MPSM systems focus on locating users and notifying each other within their community of their respective locations or nearby content of interest. For example, Foursquare's application locates users and informs them of items of interest in their vicinity or the vicinity of their choice. Users are motivated to actively and manually “check-in” at their location with specificity rewarded. Rewards include “badges” and honors such as being named “Mayor.” Additional enticements are group texting facilities as provided by the likes of BrightKite. Other MPSM include but are not limited to Gowalla, Loopt, Jaiku, Plazes, and Fire Eagle.
One limitation of MPSM systems is their reliance on global positioning systems (GPS). The use of GPS devices does typically simplify location tracking implementation; however, this comes at a significant energy cost. Since a significant portion of MPSM systems usage is via mobile devices, reducing energy consumption is critical.
Another limitation of current MPSM systems is their reliance on active users identifying their location and/or their activity at the location. Another limitation of current MPSM systems is the limited modes of informational guidance provided to the user. For example, no reminders or instructional commenting is provided. That is, users are not reminded of activities that fit their given location and context in a push manner; rather, user inquiry of locally available options is needed. Ideally, given location and context users are proactively pushed information that is immediately relevant to them.
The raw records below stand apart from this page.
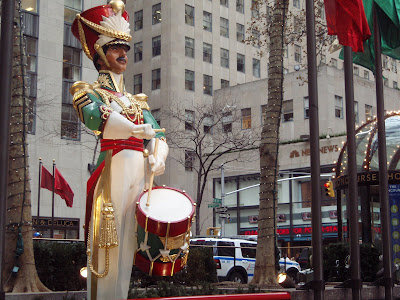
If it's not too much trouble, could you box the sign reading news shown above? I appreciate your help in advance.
[389,184,400,263]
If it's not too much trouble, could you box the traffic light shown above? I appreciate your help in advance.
[324,181,335,198]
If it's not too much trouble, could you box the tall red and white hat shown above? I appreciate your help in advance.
[71,0,132,64]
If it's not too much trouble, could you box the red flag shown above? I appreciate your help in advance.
[54,168,74,207]
[40,165,53,192]
[324,0,371,52]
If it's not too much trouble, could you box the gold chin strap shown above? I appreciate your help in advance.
[94,43,110,68]
[76,14,93,60]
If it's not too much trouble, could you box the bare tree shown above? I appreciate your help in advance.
[165,101,260,234]
[3,2,49,293]
[245,0,329,286]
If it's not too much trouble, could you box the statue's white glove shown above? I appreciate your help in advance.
[148,139,168,176]
[131,124,156,140]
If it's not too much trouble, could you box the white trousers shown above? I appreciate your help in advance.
[87,150,145,300]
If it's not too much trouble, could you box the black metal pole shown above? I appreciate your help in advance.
[50,159,56,239]
[344,46,362,300]
[306,0,325,300]
[373,4,393,300]
[0,0,15,300]
[36,158,42,219]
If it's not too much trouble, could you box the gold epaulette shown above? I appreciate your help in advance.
[133,94,150,110]
[69,81,94,122]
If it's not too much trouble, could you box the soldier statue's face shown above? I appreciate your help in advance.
[98,45,129,74]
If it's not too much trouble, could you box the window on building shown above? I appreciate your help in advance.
[61,46,82,140]
[261,104,268,125]
[152,35,161,57]
[253,58,260,78]
[282,100,293,122]
[133,42,143,62]
[203,43,212,63]
[152,3,161,25]
[21,0,38,12]
[391,58,397,73]
[221,79,229,89]
[185,109,194,131]
[335,95,343,119]
[382,55,389,69]
[221,48,229,68]
[251,0,260,18]
[237,53,245,73]
[134,10,143,31]
[222,112,233,133]
[219,17,229,38]
[236,0,244,14]
[283,44,289,58]
[203,75,212,95]
[203,11,212,32]
[185,4,194,26]
[304,96,310,119]
[21,1,39,134]
[203,114,214,134]
[294,45,301,63]
[64,0,82,24]
[293,17,301,33]
[365,104,374,121]
[251,29,261,48]
[185,37,194,58]
[133,74,143,94]
[236,23,244,43]
[185,150,196,171]
[151,109,161,127]
[151,69,161,91]
[185,70,194,91]
[242,108,251,129]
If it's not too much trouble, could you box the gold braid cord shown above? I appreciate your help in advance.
[76,14,132,42]
[95,89,143,123]
[87,150,118,278]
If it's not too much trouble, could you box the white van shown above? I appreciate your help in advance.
[190,238,300,283]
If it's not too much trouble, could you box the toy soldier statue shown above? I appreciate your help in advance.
[70,0,168,300]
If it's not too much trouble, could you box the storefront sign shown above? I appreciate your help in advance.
[240,225,381,236]
[289,145,340,158]
[32,217,79,227]
[389,184,400,264]
[333,171,400,189]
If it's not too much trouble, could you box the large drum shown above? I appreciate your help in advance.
[135,186,195,276]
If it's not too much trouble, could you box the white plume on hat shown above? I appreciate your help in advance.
[96,11,131,46]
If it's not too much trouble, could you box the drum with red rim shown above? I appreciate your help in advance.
[135,186,195,276]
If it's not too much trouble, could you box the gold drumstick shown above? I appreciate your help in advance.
[146,138,159,206]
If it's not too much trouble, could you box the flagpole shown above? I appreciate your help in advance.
[36,157,42,220]
[373,3,393,300]
[50,159,56,238]
[0,0,15,300]
[344,46,362,300]
[306,0,325,300]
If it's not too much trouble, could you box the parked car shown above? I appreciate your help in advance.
[190,238,300,283]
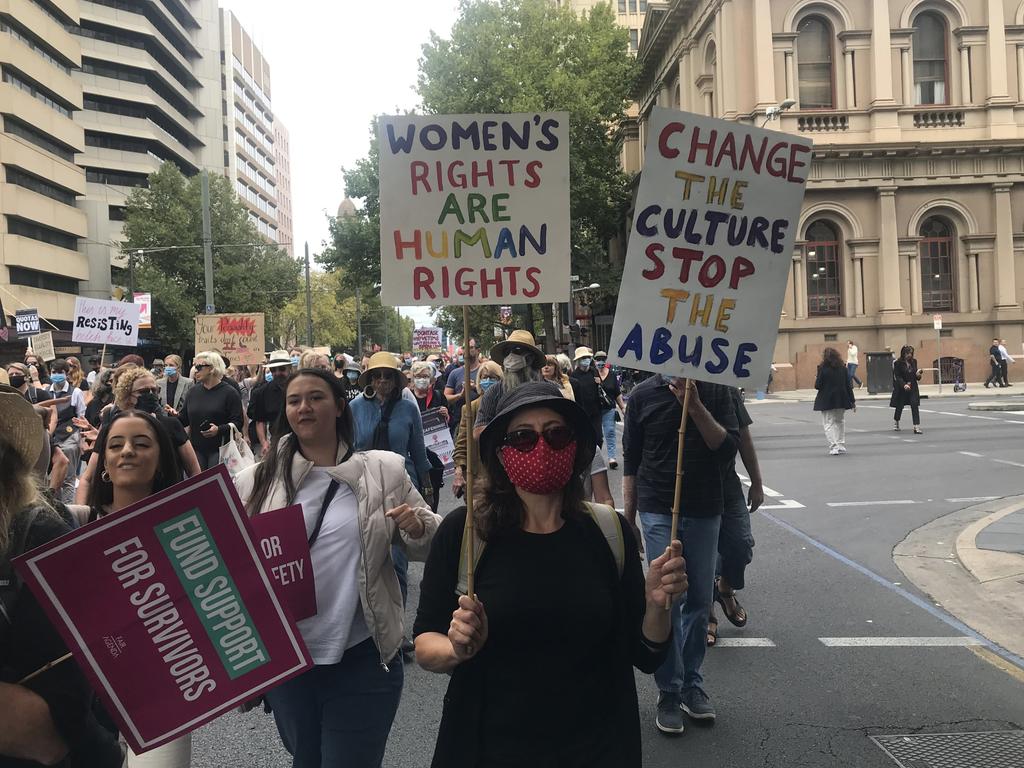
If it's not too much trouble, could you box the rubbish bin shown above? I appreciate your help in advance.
[867,352,893,394]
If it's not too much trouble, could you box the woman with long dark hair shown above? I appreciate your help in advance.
[814,347,857,456]
[236,369,440,768]
[889,344,922,434]
[415,382,687,768]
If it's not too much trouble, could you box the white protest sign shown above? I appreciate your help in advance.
[378,113,569,306]
[608,106,811,388]
[71,296,139,347]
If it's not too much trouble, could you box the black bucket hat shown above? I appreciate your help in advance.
[480,381,597,472]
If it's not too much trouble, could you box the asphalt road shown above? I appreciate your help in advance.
[193,399,1024,768]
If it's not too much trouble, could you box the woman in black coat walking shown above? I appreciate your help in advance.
[889,344,922,434]
[814,347,857,456]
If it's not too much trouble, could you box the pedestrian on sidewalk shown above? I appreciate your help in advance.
[999,339,1017,387]
[985,339,1002,389]
[846,339,864,389]
[889,344,922,434]
[415,382,688,768]
[814,350,856,456]
[623,374,739,733]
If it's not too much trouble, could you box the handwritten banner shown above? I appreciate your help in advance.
[15,467,311,753]
[196,312,266,366]
[608,106,811,388]
[71,296,139,347]
[378,113,569,305]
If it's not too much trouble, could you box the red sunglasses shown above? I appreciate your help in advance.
[502,425,575,454]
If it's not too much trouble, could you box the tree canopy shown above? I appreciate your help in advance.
[121,163,300,351]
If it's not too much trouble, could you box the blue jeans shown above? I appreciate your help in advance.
[266,639,404,768]
[601,409,615,461]
[640,510,722,693]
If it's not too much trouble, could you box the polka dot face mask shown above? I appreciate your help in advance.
[501,426,577,495]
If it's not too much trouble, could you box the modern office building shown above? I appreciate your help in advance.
[627,0,1024,387]
[0,0,89,333]
[220,9,291,249]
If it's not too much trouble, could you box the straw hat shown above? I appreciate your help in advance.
[0,384,45,469]
[572,347,594,362]
[263,349,292,368]
[490,330,544,371]
[359,352,401,387]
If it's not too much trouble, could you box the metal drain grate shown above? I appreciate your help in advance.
[870,731,1024,768]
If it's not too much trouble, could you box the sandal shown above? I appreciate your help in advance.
[715,580,746,627]
[708,616,718,648]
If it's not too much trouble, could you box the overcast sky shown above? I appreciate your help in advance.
[228,0,458,325]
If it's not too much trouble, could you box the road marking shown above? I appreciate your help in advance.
[758,499,806,509]
[818,635,983,648]
[992,459,1024,467]
[825,499,921,507]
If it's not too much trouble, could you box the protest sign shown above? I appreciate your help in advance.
[608,106,811,388]
[29,331,57,362]
[196,312,266,366]
[423,408,455,477]
[249,504,316,622]
[15,467,311,753]
[71,296,138,347]
[14,309,39,338]
[413,327,441,352]
[378,113,569,306]
[132,293,153,328]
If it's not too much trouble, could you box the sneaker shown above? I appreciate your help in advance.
[654,691,685,733]
[681,687,715,720]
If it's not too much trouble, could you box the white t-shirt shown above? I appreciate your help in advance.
[295,467,370,665]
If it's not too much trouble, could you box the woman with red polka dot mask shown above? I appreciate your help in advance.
[414,382,686,768]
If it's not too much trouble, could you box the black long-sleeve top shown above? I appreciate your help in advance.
[623,375,739,517]
[414,507,671,768]
[178,381,242,456]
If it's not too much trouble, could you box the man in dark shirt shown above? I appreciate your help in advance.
[623,375,739,733]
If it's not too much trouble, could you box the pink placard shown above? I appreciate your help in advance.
[249,504,316,622]
[14,466,312,753]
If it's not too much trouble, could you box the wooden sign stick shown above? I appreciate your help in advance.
[462,305,476,599]
[665,379,690,610]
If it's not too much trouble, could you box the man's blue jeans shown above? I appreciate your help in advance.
[640,511,722,693]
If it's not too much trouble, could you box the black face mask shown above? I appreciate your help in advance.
[135,392,160,414]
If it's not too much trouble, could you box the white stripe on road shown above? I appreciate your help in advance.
[715,637,775,648]
[825,499,921,507]
[818,635,983,648]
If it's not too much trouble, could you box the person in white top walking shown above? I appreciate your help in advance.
[846,339,864,388]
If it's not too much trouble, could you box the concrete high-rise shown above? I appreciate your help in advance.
[0,0,89,327]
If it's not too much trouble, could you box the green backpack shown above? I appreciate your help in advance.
[455,502,626,595]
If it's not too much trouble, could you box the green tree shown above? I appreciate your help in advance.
[274,271,355,350]
[322,0,635,343]
[121,163,300,351]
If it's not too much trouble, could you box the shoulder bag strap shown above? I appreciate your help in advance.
[309,479,341,549]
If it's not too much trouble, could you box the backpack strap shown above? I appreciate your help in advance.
[583,502,626,579]
[455,502,626,595]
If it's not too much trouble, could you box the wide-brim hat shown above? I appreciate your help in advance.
[490,330,545,371]
[480,381,597,473]
[263,349,292,368]
[359,352,401,387]
[0,384,46,469]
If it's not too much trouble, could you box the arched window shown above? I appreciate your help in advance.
[913,12,949,104]
[797,16,836,110]
[804,219,843,317]
[920,216,956,312]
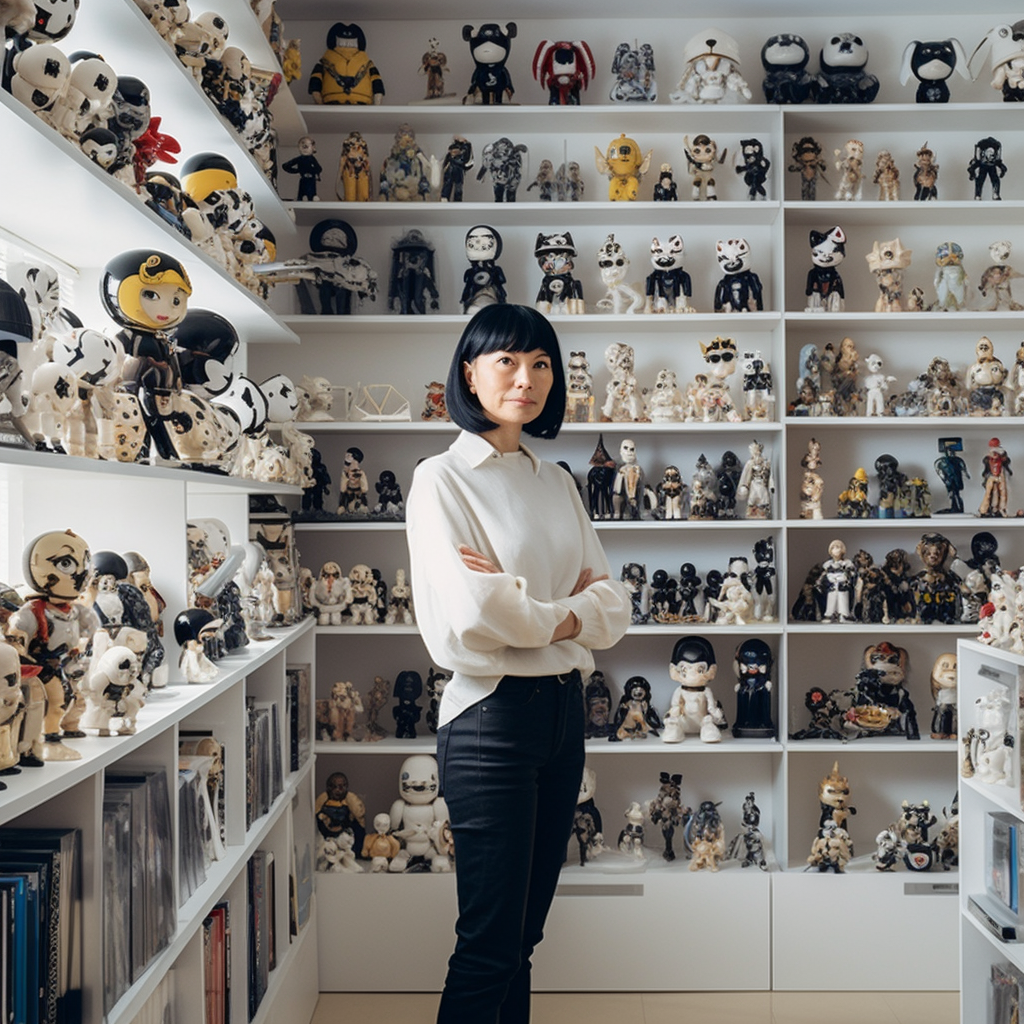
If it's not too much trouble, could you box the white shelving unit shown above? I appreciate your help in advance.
[239,0,1024,999]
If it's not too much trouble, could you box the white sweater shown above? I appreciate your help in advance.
[406,431,630,725]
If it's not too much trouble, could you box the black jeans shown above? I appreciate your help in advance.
[437,672,584,1024]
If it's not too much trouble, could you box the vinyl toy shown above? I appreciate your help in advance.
[462,22,518,105]
[594,134,654,202]
[309,22,384,105]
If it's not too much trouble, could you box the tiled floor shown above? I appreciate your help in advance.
[312,992,959,1024]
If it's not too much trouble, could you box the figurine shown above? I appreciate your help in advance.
[608,676,664,742]
[476,135,527,203]
[804,226,846,313]
[967,135,1007,200]
[978,437,1013,518]
[532,39,597,106]
[735,138,771,200]
[761,32,817,103]
[281,135,324,203]
[715,239,764,313]
[534,231,586,314]
[608,43,657,103]
[643,234,696,313]
[835,138,864,202]
[913,142,939,202]
[931,652,956,739]
[594,134,654,202]
[670,29,752,103]
[388,227,440,315]
[462,22,517,105]
[788,135,828,203]
[899,39,971,103]
[816,32,879,103]
[309,22,384,105]
[597,234,644,314]
[683,134,728,202]
[871,150,899,203]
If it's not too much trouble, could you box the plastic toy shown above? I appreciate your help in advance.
[967,135,1007,200]
[608,43,657,103]
[968,22,1024,103]
[594,134,654,202]
[815,32,879,103]
[476,136,527,203]
[532,39,597,106]
[899,39,972,103]
[644,234,696,313]
[534,231,586,314]
[462,22,518,105]
[309,22,384,104]
[761,32,817,103]
[670,29,752,103]
[715,239,764,313]
[788,135,828,203]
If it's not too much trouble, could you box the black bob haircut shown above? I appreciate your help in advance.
[444,303,565,440]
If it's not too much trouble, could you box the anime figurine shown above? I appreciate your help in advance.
[913,142,939,203]
[815,32,879,103]
[532,39,597,106]
[834,138,864,202]
[644,234,696,313]
[967,135,1007,200]
[309,22,384,105]
[761,32,817,103]
[683,134,728,202]
[735,138,771,200]
[899,39,972,103]
[281,135,324,203]
[608,676,664,742]
[594,134,654,202]
[669,29,753,103]
[978,437,1013,518]
[788,135,828,203]
[597,234,644,314]
[534,231,586,314]
[462,22,518,105]
[871,150,899,203]
[379,122,441,203]
[978,242,1024,311]
[804,226,846,313]
[715,239,764,313]
[476,135,527,203]
[459,224,508,313]
[388,227,440,315]
[608,43,657,103]
[930,652,956,739]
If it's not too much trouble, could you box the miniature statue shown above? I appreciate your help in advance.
[913,142,939,202]
[715,239,764,313]
[608,43,657,103]
[835,138,864,201]
[978,437,1013,518]
[476,135,527,203]
[594,134,654,202]
[532,39,597,106]
[899,39,971,103]
[683,134,728,202]
[788,135,828,203]
[309,22,384,104]
[669,29,752,103]
[967,135,1007,200]
[608,676,664,742]
[644,234,696,313]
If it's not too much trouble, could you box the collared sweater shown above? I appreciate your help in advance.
[406,431,630,725]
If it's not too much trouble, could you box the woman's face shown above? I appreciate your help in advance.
[463,348,554,427]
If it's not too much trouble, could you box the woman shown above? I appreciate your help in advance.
[407,304,630,1024]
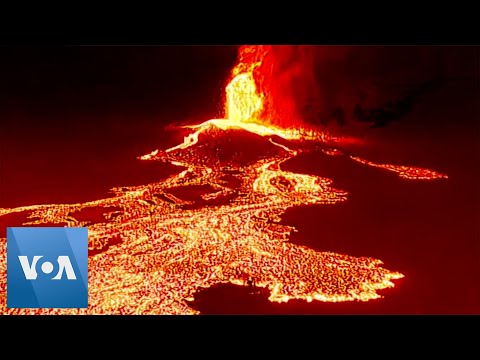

Additionally, activities that are nearby to their current location or will become available can likewise be identified.
The use of smartphone technology for medical applications is increasing. In August 2014, the Food and Drug Administration (FDA) cleared a smartphone device, AliveCor, that detects atrial fibrillation, a potential warning sign for heart failure and stroke. Additionally, Apple Corporation, in support of medical smartphone technology, recently developed an open-source tool kit to aid in the authoring of medical research applications. Also known in the art is the use of activity and trend detection using smartphone technology for medical applications. Recently, an Android based application called StudentLife was introduced at Dartmouth College. This application monitors smartphone use (e.g., text messaging, e-mail traffic, etc.) as well as additional activity (e.g., mobility and sleep patterns) to infer state of being. Automatic sensed, as well as interactive user probing, data were collected to determine potential stress.
There is thus a continuing need for and interest in improved mobile device-based systems and applications for medical applications.